Aaliya Saleh, 72 ans, a les cheveux bleus et une passion pour la traduction. Retraitée après avoir exercé dans une librairie, cette septuagénaire s'est créée un monde qui la protège de l'extérieur, du passé, des souvenirs, des autres. Répudiée par son impuissant de mari, isolée dans sa famille, abandonnée par sa grande amie Hannah qui a décidé de cesser de rêver sa vie, Aaliya se réfugie dans son appartement, véritable cocon où s'empilent toutes sortes de romans, dont ceux de ses auteurs préférés, Pessoa, Nabokov ou Kafka. Quand la majeure partie des gens se remet de son réveillon du jour de l'an, Aaliya, elle, a un autre rituel : après avoir allumé deux bougies pour Walter Benjamin, elle choisit avec délectation le titre du roman qu'elle va traduire. Armée de la traduction anglaise et de la française, elle s'attache à rendre en arabe les subtilités du récit. Plaisir solitaire puisqu'elle ne se soucie pas de se faire éditer ni même de se faire lire. Cette tâche lui convient, l'isole et lui permet de s'échapper de Beyrouth en guerre, d'un monde qui lui échappe et de relations familiales difficiles. C'est entre les pages de ces ouvrages qu'elle vit pleinement. Femme forte en apparence, elle révèle, au gré de ses nombreuses digressions, bien des failles : femme seule, sans enfants, elle s'est fabriquée toute seule. Ainsi, c'est en autodidacte qu'elle a découvert Chopin et la musique classique. Décontenancée par les atteintes du temps (son extrême sensiblerie la paralyse), solitaire (les attentions du gardien du musée national de Beyrouth la touchent) voire isolée, elle a du mal à trouver sa place dans la vie normale. Qui plus est dans une Beyrouth en guerre, abîmée et meurtrie par les conflits. Heureusement, les "vies de papier" la portent et l'aident à voir s'écouler le temps, à rester en vie. Voici d'ailleurs ce qu'elle écrit : "Je me suis depuis bien longtemps abandonnée au plaisir aveugle de l'écrit. La littérature est mon bac à sable. J'y joue, j'y construis mes forts et mes châteaux, j'y passe un temps merveilleux. C'est le monde à l'extérieur de mon bac à sable qui me pose problème.Je me suis adaptée avec docilité, quoique de manière non conventionnelle, au monde visible, afin de pouvoir me retirer sans grands désagréments dans mon monde intérieur de livres. Pour filer cette métamorphose sableuse, si la littérature est mon bac à sable, alors le monde réel est mon sablier- un sablier qui s'écoule grain par grain.

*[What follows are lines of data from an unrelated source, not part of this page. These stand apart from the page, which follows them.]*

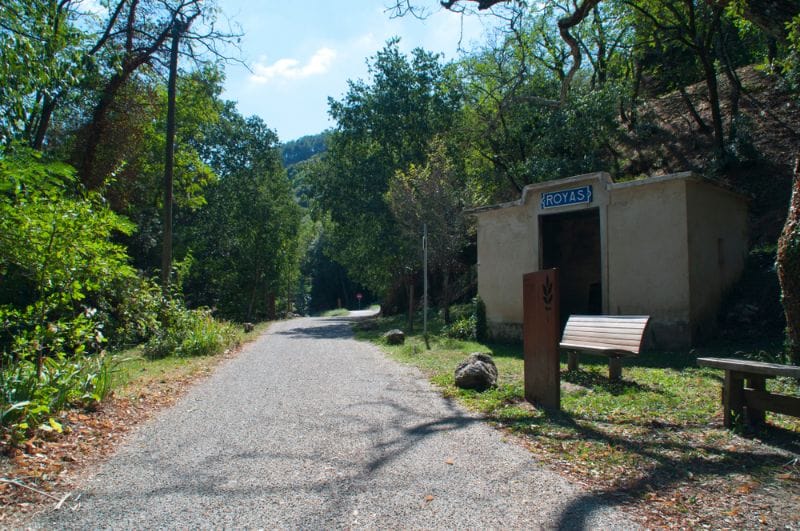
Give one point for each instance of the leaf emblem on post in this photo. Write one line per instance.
(547, 293)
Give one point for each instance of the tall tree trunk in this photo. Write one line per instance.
(788, 265)
(446, 295)
(169, 163)
(713, 100)
(410, 303)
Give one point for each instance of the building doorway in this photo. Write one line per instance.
(571, 243)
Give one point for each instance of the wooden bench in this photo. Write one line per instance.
(744, 392)
(615, 336)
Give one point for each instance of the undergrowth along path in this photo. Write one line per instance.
(310, 428)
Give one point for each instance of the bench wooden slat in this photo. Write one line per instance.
(599, 349)
(605, 334)
(605, 330)
(751, 367)
(614, 336)
(606, 340)
(764, 401)
(609, 319)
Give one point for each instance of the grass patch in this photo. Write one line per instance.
(339, 312)
(135, 373)
(658, 427)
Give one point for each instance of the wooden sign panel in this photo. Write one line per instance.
(541, 330)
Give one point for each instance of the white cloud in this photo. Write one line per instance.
(291, 69)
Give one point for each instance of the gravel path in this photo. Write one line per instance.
(308, 428)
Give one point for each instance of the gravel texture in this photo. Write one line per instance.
(308, 428)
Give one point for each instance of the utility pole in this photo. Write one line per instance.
(425, 284)
(169, 163)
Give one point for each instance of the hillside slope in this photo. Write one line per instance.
(762, 151)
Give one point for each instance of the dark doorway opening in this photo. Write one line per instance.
(571, 243)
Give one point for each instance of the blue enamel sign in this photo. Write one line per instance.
(573, 196)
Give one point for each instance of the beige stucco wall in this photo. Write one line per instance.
(648, 256)
(508, 247)
(718, 243)
(505, 250)
(670, 247)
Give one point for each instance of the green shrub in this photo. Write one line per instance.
(480, 319)
(29, 402)
(185, 332)
(462, 328)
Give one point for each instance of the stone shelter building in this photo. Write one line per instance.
(667, 246)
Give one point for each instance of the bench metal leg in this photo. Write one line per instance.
(614, 369)
(572, 360)
(732, 398)
(755, 416)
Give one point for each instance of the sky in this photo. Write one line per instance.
(300, 52)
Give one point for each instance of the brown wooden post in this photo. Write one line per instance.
(614, 368)
(541, 330)
(755, 416)
(732, 398)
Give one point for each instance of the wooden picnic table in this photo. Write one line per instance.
(744, 392)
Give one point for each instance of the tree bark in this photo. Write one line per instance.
(169, 162)
(410, 303)
(788, 265)
(446, 295)
(713, 100)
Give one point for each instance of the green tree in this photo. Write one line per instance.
(433, 195)
(245, 239)
(383, 125)
(57, 259)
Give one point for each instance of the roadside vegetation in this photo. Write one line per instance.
(654, 439)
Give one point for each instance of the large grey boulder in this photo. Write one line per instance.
(476, 372)
(395, 337)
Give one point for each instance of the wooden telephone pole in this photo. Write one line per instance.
(169, 163)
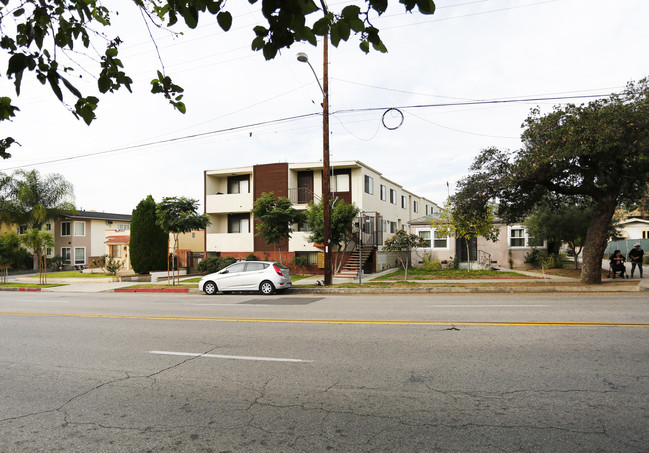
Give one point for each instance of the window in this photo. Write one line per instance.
(518, 237)
(239, 184)
(79, 228)
(425, 236)
(79, 255)
(433, 238)
(116, 251)
(256, 267)
(340, 183)
(65, 255)
(440, 241)
(239, 223)
(369, 185)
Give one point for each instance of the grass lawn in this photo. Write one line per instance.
(29, 285)
(452, 274)
(75, 274)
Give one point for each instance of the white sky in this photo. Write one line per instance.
(467, 51)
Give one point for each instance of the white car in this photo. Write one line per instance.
(263, 276)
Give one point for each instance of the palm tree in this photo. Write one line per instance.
(32, 200)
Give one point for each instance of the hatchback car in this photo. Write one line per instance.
(263, 276)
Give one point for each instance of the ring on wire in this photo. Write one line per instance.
(393, 127)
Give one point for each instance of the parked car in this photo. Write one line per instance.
(263, 276)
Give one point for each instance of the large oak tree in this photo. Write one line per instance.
(598, 151)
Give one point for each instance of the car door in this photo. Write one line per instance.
(230, 278)
(253, 275)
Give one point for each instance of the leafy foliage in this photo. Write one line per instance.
(342, 216)
(276, 215)
(148, 242)
(108, 264)
(402, 243)
(44, 34)
(598, 152)
(31, 199)
(39, 242)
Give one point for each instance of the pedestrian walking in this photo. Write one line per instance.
(635, 256)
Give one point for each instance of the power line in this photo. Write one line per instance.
(300, 117)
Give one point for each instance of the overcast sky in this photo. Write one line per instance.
(488, 50)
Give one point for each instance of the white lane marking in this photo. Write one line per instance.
(235, 357)
(484, 305)
(229, 305)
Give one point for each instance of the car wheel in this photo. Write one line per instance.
(210, 288)
(266, 288)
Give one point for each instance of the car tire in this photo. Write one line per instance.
(210, 288)
(266, 288)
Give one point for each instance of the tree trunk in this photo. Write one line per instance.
(596, 240)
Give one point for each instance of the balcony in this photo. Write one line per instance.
(225, 203)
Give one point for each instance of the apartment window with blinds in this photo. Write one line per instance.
(369, 185)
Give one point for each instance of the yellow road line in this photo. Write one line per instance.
(338, 321)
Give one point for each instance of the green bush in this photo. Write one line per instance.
(215, 264)
(431, 265)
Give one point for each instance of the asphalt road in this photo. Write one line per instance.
(246, 373)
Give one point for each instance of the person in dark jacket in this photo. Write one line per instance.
(635, 256)
(617, 264)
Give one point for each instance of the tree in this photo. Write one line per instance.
(49, 37)
(598, 151)
(563, 223)
(464, 220)
(177, 215)
(402, 244)
(33, 199)
(148, 243)
(276, 215)
(342, 216)
(9, 253)
(39, 242)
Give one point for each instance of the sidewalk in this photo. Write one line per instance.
(308, 286)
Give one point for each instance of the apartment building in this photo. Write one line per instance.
(231, 193)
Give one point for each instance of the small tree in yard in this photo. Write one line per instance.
(402, 243)
(275, 215)
(108, 264)
(342, 216)
(39, 242)
(465, 220)
(148, 243)
(177, 215)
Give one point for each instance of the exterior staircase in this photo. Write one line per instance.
(353, 265)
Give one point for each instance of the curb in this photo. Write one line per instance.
(20, 288)
(469, 290)
(151, 290)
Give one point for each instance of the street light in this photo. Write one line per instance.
(326, 187)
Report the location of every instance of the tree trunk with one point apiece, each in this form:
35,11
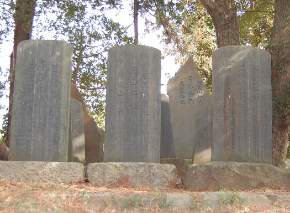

La littérature m'apporte la vie, et la vie me tue." (p. 15)
Un moment particulièrement poignant : celui où Aaliya, après avoir refusé que sa mère, très diminuée, vienne vivre chez elle, se retrouve chez son demi-frère pour comprendre le cri d'horreur que sa génitrice a poussé en la voyant. S'ensuit alors, après une longue attente, un lavage des pieds de l'aïeule effectué avec douceur et délicatesse. Un moment suspendu où la fille prend soin de sa mère et renoue un contact fort. Un autre plus léger mais porteur d'optimisme : celui où, aidée de ses voisines Aaliya se retrouve à faire sécher toutes les pages volantes de ses manuscrits qui ont pris l'eau. Beau moment de solidarité entre femmes.
Un très beau livre, émouvant et fort.